The paper stopped publication in December 2020. At the time, Stahle told The Salt Lake Tribune that revenues from advertising and subscriptions had declined in recent years, and the coronavirus pandemic made the paper’s operation “no longer viable.”

“My family has loved publishing the Clipper since 1891,” Stahle told The Tribune in 2020. “Each generation has cherished the opportunity and understood the value of a community newspaper.”

Tom Haraldsen, who served as managing editor of the Clipper in 2020, wrote in a column for the Davis Journal that Stahle was dedicated to the newspaper business — and that he “never shied away from expanding and maintaining the value of local newspapers.”

“He made many sacrifices to keep the Clipper alive – more than most of us know,” Haraldsen wrote. “He sold his beloved home and eventually liquidated parts of that amazing press to keep the Clipper going as print journalism began to lose steam and sales revenues declined... And while most of the public never fully appreciated his efforts and dedication to the craft, his peers did.”

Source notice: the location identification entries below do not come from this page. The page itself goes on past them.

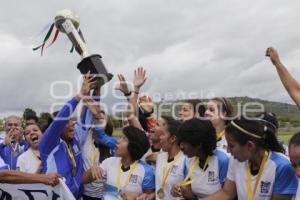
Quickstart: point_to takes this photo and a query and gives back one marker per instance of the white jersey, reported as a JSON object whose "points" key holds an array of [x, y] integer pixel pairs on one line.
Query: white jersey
{"points": [[142, 178], [175, 176], [90, 155], [28, 162], [278, 177], [207, 182]]}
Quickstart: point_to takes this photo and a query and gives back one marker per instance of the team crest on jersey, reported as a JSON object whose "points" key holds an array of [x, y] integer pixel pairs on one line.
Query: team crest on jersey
{"points": [[133, 178], [75, 149], [265, 187], [174, 169], [211, 176]]}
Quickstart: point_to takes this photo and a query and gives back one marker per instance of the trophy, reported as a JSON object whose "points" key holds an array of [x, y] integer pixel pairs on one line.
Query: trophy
{"points": [[68, 22]]}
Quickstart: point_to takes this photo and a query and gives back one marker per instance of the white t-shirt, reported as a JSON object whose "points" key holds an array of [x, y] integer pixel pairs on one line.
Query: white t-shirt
{"points": [[93, 189], [175, 176], [278, 177], [141, 179], [28, 162], [207, 182]]}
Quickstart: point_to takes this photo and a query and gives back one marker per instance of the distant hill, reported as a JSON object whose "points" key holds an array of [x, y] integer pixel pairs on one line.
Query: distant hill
{"points": [[288, 115]]}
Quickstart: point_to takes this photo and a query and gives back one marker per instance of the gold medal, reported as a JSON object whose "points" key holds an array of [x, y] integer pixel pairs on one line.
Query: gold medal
{"points": [[161, 193]]}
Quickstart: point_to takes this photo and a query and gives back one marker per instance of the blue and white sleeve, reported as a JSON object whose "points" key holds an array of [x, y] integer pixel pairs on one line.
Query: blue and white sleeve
{"points": [[149, 179], [104, 139], [286, 181], [51, 137], [223, 165]]}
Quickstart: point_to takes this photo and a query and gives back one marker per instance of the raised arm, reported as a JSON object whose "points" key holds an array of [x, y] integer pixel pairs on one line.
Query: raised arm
{"points": [[291, 85], [100, 123], [51, 136], [132, 96]]}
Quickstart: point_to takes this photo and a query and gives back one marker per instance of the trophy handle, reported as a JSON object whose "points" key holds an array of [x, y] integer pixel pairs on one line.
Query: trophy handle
{"points": [[76, 39]]}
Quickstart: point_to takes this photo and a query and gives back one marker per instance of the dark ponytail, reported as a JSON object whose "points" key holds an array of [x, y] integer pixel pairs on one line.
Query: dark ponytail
{"points": [[255, 130]]}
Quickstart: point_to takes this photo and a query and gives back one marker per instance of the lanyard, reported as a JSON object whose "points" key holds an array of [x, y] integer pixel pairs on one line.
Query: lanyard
{"points": [[251, 194], [186, 181], [94, 153], [71, 155], [132, 168], [166, 173], [220, 134], [15, 148], [36, 156]]}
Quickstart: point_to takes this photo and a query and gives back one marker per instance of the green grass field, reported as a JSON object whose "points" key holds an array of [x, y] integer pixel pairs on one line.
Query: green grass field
{"points": [[284, 136]]}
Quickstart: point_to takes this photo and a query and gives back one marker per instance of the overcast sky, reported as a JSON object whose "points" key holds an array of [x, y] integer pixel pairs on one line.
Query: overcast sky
{"points": [[191, 48]]}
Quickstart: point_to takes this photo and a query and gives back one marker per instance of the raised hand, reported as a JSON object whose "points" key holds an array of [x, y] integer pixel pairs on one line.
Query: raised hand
{"points": [[97, 173], [139, 78], [146, 103], [51, 179], [273, 54], [123, 86], [88, 83]]}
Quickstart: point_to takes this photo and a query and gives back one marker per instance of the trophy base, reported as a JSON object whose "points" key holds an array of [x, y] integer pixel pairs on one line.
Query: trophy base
{"points": [[94, 65]]}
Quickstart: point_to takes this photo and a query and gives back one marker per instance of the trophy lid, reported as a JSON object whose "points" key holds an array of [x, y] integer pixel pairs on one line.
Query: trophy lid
{"points": [[64, 14]]}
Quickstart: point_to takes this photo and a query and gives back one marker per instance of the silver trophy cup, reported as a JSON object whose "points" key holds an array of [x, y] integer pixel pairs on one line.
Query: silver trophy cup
{"points": [[68, 22]]}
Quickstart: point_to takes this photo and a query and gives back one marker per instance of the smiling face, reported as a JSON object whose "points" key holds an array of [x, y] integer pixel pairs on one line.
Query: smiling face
{"points": [[157, 131], [122, 147], [33, 135], [13, 129], [186, 112]]}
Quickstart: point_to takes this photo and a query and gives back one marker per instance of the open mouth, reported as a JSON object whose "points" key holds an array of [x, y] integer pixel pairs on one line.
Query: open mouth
{"points": [[34, 138]]}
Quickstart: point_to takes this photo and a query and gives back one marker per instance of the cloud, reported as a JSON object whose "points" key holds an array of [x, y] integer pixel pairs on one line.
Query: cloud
{"points": [[201, 48]]}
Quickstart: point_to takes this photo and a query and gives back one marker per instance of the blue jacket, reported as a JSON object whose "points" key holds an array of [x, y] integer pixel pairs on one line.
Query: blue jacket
{"points": [[53, 151]]}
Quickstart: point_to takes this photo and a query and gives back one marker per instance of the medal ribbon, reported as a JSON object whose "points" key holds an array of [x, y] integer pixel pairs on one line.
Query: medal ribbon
{"points": [[166, 173], [15, 148], [220, 134], [71, 155], [250, 194], [132, 168], [94, 153]]}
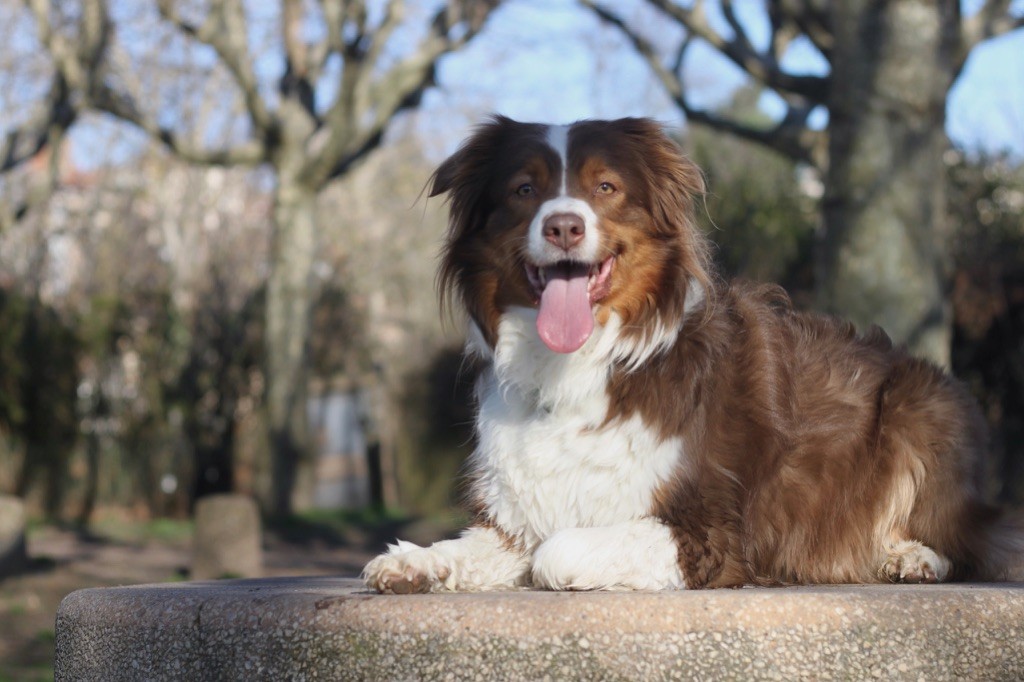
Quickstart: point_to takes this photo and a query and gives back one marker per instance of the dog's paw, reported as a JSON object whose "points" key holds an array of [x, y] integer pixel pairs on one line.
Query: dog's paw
{"points": [[912, 562], [408, 568]]}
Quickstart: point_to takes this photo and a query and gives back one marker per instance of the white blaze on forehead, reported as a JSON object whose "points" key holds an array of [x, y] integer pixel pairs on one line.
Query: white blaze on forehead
{"points": [[540, 251], [558, 138]]}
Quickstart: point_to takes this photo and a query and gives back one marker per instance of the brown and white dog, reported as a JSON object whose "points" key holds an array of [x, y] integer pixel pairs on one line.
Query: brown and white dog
{"points": [[643, 425]]}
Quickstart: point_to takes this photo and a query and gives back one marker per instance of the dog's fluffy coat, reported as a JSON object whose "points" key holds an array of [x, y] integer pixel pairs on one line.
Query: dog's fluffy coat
{"points": [[643, 425]]}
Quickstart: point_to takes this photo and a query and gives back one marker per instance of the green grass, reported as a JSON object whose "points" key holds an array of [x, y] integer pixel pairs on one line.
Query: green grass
{"points": [[162, 529]]}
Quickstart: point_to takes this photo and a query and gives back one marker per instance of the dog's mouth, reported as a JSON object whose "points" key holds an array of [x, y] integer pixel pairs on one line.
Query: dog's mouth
{"points": [[566, 292]]}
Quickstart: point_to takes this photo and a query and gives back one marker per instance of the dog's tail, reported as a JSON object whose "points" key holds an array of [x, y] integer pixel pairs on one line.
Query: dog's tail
{"points": [[1003, 554]]}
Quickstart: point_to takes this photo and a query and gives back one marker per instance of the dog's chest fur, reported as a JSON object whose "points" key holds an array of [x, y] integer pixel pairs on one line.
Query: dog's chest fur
{"points": [[548, 456]]}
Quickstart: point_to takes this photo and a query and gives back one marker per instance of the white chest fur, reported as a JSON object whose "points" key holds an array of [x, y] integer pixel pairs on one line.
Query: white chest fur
{"points": [[546, 459]]}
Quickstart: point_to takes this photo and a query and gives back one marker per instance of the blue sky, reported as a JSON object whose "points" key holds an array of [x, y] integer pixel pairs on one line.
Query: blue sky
{"points": [[552, 60]]}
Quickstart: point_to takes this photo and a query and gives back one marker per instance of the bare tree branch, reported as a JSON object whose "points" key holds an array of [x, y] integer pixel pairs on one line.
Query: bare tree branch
{"points": [[250, 153], [41, 193], [792, 136], [741, 52], [400, 88], [811, 17], [55, 114], [224, 30]]}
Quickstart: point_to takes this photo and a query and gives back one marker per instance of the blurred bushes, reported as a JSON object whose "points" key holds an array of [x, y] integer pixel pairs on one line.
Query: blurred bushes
{"points": [[987, 209], [139, 383]]}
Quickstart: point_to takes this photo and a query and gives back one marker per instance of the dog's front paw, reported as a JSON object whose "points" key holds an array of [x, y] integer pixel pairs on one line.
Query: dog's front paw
{"points": [[408, 568], [913, 562]]}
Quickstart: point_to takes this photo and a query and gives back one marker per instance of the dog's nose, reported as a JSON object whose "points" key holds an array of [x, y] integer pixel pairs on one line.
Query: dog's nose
{"points": [[564, 229]]}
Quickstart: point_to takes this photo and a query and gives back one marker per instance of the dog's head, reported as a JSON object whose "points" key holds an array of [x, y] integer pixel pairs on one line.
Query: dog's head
{"points": [[580, 221]]}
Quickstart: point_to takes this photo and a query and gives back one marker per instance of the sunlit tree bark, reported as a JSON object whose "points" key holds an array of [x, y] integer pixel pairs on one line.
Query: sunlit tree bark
{"points": [[307, 142]]}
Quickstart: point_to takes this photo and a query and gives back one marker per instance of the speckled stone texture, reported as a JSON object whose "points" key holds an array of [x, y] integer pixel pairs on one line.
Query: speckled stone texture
{"points": [[333, 629]]}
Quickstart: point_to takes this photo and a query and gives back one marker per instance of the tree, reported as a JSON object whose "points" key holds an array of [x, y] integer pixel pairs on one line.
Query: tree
{"points": [[342, 77], [883, 257]]}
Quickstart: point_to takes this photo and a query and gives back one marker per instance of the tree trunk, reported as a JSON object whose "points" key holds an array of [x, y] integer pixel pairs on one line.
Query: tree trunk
{"points": [[288, 311], [883, 256]]}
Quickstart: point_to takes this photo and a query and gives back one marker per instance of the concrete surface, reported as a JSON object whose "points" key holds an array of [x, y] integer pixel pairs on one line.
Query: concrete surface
{"points": [[332, 629]]}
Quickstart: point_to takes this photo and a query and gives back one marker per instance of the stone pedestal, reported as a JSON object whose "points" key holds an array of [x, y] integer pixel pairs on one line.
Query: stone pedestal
{"points": [[228, 538], [13, 555], [332, 629]]}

In 2020, Stahle received the Lifetime Achievement Award from the Utah Chapter of the Society of Professional Journalists. Stahle was the original publisher of the Spectrum in St. George, and published other newspapers in communiies across Utah and Arizona, according to the Davis Clipper.

“We will all reflect on how Gail touched our lives, and how his work as a publisher kept us informed,” Haraldsen wrote. “And hopefully, we’ll realize how grateful we should be for the dedication to journalism that largely defined Gail Stahle.”